Frühwirth
Wenn ich für mein Geld am Sparbuch hohe Zinsen bekomme, ist das gut für mich als Anleger. Weil es sich eben um Fremdkapital handelt und die Zinsen an den Sparer von den Eigenkapitalgebern der Bank bezahlt werden. Gleiches wäre auch bei Anleihen der Fall. Bei Aktien gilt das jedoch nicht. Sie stellen Eigenkapital dar, und je höher die Dividende, umso weniger Substanz bleibt im Unternehmen und desto geringer wird der Aktienkurs nach der Ausschüttung sein. Die Aktionäre zahlen sich die Dividende quasi selbst. Das Geld wandert nur von der „Kursgewinn-Hosentasche“ in die „Dividenden-Hosentasche“.
Der Kursgewinn wird bei den meisten Anlegern erst irgendwann in ferner Zukunft realisiert. Da ist es doch nur verständlich, wenn Anleger auch von einer jährlichen Dividendenzahlung profitieren wollen.
Frühwirth
Das ist auch psychologisch erklärbar: Die meisten Menschen freuen sich über viele kleine Zahlungen mehr als über eine große. Selbst wenn die Gesamtsumme gleich hoch ist. Das ist zwar irrational, aber Anleger kassieren lieber eine Dividende in Höhe von drei Euro plus einen Kursgewinn von drei Euro als einen Kursgewinn in der Höhe von sechs Euro. Dieses sogenannte Hedonic Editing, bei dem man sich die Realität so zurechtzimmert, wie man sich am besten fühlt, funktioniert auch in die umgekehrte Richtung. Manager machen sich das gerne zunutze, wenn es eine Überbewertung in der Bilanz gibt. Dann wertet man lieber einmal ordentlich ab, anstatt häppchenweise, womit man immer wieder Aufmerksamkeit von Anlegern und Medien auf sich ziehen würde.

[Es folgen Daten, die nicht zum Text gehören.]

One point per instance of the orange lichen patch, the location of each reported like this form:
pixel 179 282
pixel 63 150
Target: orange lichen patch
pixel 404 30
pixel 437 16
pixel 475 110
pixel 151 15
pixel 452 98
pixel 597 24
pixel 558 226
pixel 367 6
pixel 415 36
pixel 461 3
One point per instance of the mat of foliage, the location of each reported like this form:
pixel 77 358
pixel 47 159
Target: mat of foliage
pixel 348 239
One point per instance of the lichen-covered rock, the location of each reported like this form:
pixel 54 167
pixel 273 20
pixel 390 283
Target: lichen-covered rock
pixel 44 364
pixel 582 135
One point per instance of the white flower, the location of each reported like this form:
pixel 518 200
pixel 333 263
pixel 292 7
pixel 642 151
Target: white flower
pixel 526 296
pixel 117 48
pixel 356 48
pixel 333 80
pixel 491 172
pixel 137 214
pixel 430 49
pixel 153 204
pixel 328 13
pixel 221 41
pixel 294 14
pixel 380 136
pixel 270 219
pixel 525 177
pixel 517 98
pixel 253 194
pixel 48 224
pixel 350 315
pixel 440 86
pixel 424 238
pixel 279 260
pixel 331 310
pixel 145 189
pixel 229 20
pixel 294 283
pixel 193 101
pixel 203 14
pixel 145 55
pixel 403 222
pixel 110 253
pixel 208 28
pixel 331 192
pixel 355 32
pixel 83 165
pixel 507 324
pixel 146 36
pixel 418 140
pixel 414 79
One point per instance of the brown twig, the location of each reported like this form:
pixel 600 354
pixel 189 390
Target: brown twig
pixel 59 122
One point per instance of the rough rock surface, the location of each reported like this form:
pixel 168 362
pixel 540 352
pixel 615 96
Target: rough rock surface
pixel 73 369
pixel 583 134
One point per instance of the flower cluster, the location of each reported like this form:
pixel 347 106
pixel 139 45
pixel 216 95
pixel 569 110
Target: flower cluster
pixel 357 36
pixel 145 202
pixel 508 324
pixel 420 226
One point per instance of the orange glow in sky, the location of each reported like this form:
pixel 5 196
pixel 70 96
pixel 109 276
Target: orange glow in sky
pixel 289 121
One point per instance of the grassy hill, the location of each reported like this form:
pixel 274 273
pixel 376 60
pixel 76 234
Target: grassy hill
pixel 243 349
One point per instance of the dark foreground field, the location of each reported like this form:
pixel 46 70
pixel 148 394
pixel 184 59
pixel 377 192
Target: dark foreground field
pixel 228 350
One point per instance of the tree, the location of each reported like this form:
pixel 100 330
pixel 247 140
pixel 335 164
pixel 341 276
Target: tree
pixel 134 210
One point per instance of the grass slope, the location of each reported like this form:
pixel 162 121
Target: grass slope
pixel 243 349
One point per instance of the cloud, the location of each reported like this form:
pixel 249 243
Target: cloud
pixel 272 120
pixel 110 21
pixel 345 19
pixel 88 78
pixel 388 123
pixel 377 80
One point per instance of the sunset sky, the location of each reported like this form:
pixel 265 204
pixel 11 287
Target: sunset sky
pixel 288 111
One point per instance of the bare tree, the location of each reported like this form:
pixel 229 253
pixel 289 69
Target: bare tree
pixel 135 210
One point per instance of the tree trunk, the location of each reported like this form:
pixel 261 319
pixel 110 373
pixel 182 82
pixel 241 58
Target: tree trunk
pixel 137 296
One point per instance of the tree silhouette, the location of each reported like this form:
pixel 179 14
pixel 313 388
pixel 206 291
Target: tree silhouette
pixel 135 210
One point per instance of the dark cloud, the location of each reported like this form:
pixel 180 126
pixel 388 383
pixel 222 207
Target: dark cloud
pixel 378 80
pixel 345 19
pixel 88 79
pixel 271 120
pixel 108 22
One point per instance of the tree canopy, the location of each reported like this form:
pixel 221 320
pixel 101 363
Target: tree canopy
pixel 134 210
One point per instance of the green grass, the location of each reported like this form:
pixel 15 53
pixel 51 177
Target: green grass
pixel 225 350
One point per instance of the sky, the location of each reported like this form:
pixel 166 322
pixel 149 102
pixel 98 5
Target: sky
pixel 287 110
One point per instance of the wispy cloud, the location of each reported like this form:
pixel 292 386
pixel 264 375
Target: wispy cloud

Es gibt doch auch eine Reihe wissenschaftlicher Studien, die belegen, dass man mit Aktien, die mehr Dividenden ausschütten, auch langfristig mehr verdient?
Frühwirth
Diese Studien betrachten meist die Dividendenrendite, also die Dividende pro Aktie, dividiert durch den Aktienkurs. Zum Beispiel zeigt eine sehr langfristige Studie des Finanzprofessors Elroy Dimson für den Zeitraum 1926 bis 2000, dass Aktien mit hoher Dividendenrendite im Durchschnitt 12,2 Prozent pro Jahr erzielt haben, solche mit geringer Dividendenrendite jedoch nur 10,4 Prozent. Die Erklärung: Eine hohe Dividendenrendite bedeutet einen geringen Aktienkurs, und eine geringe Dividendenrendite spiegelt einen hohen Aktienkurs wider. Der Fokus auf Aktien mit hoher Dividendenrendite entspricht also einer Value-Strategie, bei der man immer wieder Aktien mit relativ niedrigem Kurs kauft und sie verkauft, wenn sie im Kurs gestiegen sind. Das bedeutet aber nicht per se, dass Unternehmen durch die Ausschüttung hoher Dividenden auch Shareholder Value generieren können.
Manfred Frühwirth
„Branchen, die sich im Niedergang befinden, haben oft keine Ideen mehr für Innovationen. Daher zahlen sie ihr Geld lieber an die Aktionäre aus. Da sind hohe Dividenden ein eher schlechtes Zeichen.“
Die wertvollsten Unternehmen der Welt wie Apple oder Microsoft zeigen sich in Sachen Dividenden sehr knausrig …
Frühwirth
Ja, das zeigt auch, dass die vorhin beschriebenen Signalisierungstheorien auf tönernen Füßen stehen. Diese Unternehmen haben offensichtlich gute Projekte, in die sie das Geld stecken. Im Gegensatz dazu haben Branchen, die sich im Niedergang befinden, oft keine Ideen mehr für Innovationen, in die sie ihr Geld investieren könnten, und zahlen es daher lieber an ihre Aktionäre aus. Da sind dann hohe Dividenden eher ein schlechtes Zeichen. Theoretisch kann man sich als Anleger auch von der Dividendenpolitik eines Unternehmens emanzipieren.
Wie soll das gehen?
Frühwirth
Wenn das Unternehmen eine Dividende ausschüttet, und ich will die eigentlich gar nicht, kann ich das Geld in dieselbe Aktie reinvestieren. Umgekehrt, wenn keine Dividende ausgeschüttet wird, und ich brauche aber Geld, kann ich einen Teil meiner Aktien verkaufen. Theoretisch-mathematisch funktioniert das sehr gut, aber praktisch-psychologisch eher weniger.
Warum nicht?
Frühwirth
Weil hier das sogenannte Regret-Problem zum Tragen kommt, also das Bedauern, von zwei Entscheidungsmöglichkeiten die schlechtere getroffen zu haben.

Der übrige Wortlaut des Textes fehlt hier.